28 June 2010 INTERNAL AUDITING is an independent, objective assurance and consulting activity designed to add value and improve an organization's operations. It helps an organization accomplish its objectives by bringing a systematic, disciplined approach to evaluate and improve the effectiveness of risk management, control, and governance processes.
Internal Audit focus on the audit of the internal control and procedures of the company. It is done normally by the employees of the organixation and report is presented to the management of the company.
In short, it is concerned with the checking of internal policies and preocedures, existence, evaluation and folow up.

CONCURRENT AUDIT is a systematic and timely examination of financial transaction on a regular basis to ensure accuracy, authenticity, compliance with procedures and guidelines.The emphasis under concurrent audit is not on test checking but on substantial checking of transactions.
The concept of concurrent audit has been introduced to reduce the time gap between occurrence of transaction and is overview or checking. The concurrent audit serves the purpose of effective control as it is normally conducted by external agencies like chartered accountants firms.The main objectives of concurrent audit include that any violation of procedure is brought to light.
In short, it involves regular check up of the transactiona and activities without giving too much time gap.
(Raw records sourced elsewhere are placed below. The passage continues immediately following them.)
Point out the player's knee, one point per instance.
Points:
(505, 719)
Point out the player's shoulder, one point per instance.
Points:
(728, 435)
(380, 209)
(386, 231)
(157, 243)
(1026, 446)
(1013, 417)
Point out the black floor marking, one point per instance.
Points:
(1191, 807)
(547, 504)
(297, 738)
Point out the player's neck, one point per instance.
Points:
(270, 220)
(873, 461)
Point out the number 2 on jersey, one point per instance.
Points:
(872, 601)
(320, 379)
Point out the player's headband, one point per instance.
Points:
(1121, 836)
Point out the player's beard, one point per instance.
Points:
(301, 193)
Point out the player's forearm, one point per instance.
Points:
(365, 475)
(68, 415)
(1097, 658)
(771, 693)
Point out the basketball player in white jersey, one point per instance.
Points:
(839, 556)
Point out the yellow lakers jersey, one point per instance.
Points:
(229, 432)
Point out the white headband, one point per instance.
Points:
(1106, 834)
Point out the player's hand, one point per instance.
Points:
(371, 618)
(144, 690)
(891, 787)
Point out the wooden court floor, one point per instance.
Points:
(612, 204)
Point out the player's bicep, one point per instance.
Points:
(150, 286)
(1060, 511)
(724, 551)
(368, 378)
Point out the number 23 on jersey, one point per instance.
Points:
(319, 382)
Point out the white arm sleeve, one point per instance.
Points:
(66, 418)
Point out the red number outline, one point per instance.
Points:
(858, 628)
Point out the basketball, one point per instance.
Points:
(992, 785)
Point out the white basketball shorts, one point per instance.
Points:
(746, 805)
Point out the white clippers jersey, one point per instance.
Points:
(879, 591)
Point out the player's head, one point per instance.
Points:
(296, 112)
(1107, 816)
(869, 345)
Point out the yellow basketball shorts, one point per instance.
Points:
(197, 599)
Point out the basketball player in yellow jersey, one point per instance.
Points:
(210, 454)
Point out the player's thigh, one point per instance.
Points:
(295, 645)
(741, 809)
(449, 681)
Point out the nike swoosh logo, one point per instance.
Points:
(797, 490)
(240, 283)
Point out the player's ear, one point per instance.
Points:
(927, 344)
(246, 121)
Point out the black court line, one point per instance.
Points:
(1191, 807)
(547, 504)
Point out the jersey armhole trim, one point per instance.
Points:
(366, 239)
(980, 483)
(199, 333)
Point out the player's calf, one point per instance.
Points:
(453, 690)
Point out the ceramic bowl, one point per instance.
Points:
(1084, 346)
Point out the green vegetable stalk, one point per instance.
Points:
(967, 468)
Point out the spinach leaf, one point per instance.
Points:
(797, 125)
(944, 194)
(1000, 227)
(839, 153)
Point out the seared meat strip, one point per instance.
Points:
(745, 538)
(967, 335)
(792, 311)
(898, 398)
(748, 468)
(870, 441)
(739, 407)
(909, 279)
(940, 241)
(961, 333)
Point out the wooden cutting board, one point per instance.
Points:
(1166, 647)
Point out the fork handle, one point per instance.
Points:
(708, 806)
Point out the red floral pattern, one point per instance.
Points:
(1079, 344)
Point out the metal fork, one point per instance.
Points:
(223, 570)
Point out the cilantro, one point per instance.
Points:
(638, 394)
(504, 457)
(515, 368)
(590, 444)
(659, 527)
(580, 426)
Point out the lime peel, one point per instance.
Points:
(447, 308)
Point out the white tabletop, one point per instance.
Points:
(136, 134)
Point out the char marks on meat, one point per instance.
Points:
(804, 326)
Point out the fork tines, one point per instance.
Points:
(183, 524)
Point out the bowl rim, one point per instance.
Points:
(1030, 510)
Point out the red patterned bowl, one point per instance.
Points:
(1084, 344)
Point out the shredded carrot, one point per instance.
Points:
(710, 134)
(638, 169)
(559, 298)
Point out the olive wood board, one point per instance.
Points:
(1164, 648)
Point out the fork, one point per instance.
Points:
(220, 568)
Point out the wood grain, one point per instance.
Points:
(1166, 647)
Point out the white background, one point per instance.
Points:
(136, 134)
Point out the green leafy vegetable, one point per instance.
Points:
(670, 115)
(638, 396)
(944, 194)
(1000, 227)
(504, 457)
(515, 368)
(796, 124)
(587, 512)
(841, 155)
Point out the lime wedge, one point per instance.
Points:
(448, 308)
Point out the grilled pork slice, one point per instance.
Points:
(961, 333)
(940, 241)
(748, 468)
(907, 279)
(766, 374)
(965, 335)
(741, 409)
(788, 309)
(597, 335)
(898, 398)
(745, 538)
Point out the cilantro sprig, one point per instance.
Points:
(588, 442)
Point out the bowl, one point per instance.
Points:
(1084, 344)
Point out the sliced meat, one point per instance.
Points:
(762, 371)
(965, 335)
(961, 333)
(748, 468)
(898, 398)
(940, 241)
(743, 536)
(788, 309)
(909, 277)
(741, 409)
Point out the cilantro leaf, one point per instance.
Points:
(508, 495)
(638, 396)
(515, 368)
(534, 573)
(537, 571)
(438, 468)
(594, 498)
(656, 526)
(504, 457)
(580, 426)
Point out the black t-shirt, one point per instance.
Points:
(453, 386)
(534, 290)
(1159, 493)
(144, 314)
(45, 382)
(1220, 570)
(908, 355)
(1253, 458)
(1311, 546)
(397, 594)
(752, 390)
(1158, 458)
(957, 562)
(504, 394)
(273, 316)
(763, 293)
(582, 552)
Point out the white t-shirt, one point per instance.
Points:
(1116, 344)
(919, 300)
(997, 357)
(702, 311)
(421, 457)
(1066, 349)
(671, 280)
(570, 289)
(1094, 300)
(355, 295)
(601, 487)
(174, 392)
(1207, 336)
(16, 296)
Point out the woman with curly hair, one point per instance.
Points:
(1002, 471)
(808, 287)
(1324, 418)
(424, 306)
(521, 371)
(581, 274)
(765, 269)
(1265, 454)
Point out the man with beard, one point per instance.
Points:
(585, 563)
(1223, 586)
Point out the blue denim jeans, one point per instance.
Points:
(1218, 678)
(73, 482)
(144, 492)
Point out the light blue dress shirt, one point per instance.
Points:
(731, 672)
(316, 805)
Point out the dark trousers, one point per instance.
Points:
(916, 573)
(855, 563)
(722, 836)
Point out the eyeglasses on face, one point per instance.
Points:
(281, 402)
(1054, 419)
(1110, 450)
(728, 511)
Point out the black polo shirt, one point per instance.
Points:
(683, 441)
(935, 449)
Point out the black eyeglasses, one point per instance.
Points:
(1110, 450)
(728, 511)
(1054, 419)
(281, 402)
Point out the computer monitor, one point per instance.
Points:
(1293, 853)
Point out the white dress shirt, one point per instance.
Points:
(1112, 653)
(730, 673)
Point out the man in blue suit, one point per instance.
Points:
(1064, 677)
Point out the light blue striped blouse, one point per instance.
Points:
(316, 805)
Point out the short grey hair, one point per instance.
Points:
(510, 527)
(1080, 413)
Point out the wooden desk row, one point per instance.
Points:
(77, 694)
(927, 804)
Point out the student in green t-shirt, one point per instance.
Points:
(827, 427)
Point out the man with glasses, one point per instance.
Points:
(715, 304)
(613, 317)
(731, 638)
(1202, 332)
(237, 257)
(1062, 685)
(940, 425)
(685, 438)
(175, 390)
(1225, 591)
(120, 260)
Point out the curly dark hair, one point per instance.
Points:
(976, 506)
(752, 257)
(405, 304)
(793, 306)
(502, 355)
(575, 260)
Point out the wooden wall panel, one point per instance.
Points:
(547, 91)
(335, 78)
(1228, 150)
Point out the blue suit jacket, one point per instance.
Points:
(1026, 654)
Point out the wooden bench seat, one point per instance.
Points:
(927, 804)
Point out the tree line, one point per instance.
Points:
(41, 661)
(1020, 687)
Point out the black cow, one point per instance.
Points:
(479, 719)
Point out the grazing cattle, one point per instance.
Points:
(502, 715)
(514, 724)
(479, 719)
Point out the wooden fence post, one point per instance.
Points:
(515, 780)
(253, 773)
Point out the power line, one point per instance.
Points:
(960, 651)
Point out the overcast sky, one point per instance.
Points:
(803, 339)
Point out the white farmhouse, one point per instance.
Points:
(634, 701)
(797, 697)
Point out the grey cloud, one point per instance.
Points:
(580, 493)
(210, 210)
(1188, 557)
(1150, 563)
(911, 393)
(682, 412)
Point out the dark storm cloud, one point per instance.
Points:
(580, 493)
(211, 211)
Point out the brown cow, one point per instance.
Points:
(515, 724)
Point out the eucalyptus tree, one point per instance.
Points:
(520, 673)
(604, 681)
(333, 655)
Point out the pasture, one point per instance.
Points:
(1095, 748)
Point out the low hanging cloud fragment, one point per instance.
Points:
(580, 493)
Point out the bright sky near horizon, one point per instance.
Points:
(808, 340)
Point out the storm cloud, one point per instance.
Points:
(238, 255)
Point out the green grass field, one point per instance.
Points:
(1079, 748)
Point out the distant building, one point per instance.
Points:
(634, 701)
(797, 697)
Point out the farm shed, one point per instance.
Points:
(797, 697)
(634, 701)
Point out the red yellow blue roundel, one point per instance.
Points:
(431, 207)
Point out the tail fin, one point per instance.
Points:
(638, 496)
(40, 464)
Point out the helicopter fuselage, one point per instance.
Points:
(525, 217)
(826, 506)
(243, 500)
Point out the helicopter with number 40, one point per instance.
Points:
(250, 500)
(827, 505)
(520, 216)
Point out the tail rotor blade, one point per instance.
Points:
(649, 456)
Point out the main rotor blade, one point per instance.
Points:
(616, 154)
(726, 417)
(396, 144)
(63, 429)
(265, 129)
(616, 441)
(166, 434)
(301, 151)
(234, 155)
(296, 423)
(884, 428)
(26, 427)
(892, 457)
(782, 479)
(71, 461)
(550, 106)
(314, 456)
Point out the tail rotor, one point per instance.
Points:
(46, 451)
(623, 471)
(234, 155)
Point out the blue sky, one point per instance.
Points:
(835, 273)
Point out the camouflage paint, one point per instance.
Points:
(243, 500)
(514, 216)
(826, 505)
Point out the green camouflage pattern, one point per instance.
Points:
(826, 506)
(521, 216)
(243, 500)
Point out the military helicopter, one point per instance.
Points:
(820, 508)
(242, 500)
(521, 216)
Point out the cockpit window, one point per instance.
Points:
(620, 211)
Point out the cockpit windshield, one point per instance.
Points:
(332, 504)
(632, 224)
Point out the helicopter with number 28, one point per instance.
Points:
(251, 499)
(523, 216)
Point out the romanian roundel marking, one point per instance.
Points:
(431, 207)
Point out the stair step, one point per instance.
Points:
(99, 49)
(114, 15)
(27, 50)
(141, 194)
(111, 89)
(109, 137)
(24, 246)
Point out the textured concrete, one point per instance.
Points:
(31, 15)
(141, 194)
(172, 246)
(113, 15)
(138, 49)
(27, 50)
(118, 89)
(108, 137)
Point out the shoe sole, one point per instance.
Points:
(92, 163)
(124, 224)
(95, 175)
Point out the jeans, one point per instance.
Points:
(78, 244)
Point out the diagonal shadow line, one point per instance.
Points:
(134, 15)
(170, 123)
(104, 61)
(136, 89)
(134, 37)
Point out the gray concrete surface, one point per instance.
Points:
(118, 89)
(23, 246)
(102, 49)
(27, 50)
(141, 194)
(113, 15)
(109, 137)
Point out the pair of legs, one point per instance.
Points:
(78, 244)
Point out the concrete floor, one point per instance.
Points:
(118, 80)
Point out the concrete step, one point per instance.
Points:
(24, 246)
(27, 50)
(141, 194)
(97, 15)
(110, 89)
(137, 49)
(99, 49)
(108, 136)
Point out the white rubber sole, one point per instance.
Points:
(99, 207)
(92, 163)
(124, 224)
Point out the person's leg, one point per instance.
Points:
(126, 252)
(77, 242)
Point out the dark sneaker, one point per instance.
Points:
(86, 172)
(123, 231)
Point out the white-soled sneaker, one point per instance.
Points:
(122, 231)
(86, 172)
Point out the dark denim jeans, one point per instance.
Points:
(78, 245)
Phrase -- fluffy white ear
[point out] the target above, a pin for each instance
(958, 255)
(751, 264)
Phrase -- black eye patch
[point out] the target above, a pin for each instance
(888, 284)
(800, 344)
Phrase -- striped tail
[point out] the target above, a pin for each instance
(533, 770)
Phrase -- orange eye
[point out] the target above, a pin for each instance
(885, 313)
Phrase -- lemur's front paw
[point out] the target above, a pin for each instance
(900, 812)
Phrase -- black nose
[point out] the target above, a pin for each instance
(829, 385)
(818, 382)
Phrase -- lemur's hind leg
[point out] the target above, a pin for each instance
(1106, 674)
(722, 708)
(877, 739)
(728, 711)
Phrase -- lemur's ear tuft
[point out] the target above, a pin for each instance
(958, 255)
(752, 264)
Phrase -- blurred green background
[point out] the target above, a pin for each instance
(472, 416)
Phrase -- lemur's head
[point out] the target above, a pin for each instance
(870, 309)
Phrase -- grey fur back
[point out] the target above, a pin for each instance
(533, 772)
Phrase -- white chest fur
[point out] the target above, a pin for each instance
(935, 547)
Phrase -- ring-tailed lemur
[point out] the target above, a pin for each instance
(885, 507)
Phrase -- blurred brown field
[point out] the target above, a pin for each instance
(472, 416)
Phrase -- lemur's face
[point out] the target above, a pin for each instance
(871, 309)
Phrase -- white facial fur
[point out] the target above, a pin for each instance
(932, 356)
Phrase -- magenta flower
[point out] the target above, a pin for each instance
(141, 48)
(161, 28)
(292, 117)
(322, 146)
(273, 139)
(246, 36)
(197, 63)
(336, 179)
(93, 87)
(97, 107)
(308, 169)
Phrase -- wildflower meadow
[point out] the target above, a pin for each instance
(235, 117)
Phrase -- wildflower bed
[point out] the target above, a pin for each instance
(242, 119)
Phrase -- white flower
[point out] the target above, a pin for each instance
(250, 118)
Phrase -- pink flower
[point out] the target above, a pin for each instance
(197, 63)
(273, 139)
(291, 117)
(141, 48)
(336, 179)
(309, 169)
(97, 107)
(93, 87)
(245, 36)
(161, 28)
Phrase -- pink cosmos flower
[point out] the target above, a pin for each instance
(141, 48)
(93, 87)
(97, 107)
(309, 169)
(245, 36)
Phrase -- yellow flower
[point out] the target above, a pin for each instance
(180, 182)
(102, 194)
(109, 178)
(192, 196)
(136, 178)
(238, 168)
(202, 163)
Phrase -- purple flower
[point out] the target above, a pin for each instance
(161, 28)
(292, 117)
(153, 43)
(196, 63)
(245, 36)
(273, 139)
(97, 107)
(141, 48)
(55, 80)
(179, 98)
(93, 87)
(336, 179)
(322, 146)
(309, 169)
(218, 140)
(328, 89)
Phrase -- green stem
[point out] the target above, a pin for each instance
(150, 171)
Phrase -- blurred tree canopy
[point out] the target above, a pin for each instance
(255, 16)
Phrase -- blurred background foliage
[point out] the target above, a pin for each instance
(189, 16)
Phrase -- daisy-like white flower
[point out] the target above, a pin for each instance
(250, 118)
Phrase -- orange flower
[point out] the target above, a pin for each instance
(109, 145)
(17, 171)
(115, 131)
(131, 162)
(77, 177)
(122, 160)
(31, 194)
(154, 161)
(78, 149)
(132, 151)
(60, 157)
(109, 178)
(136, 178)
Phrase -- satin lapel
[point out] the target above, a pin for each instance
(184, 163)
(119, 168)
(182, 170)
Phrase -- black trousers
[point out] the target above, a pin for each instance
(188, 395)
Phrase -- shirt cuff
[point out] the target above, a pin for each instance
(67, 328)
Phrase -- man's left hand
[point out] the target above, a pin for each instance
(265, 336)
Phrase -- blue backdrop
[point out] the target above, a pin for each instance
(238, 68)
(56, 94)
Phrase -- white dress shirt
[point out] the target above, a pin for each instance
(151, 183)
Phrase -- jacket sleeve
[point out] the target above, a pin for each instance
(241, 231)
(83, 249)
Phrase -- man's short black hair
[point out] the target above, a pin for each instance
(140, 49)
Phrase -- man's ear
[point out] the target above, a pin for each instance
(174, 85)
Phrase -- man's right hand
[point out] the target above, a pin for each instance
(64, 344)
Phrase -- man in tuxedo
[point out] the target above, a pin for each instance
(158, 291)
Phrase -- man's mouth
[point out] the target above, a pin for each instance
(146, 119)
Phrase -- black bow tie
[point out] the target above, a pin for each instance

MANAGEMENT AUDIT is the systematic assessment of methods and policies of a firm's management in the administration and the use of resources, tactical and strategic planning, and employee and organizational improvement. Its objectives are to (1) establish the current level of effectiveness, (2) suggest improvements, and (3) lay down standards for future performance. Management auditors (employees of the firm or independent consultants) do not appraise individual performance, but may critically evaluate the senior executives as a management team.
In short, it is concerned with the checking of the activities of management.

STOCK AUDIT is concerned with teh detailied analysis of the stock position of the company with refeerred to physical inventory, inventory accounting, loss on stock, management to avoid shortage or excess supply, safety, and other aspects to ensure teh smooth flow of production cycle.
In short, it is concerned to check al matters related to stock and inventory management.

28 June 2010 Internal audit is conducted usually by people from within the company. So This is also known as first party audit.

Concurrent audit is a systematic and timely examination of financial trascation on a regular basis to ensure accuracy, compliance with procedure and guidelines.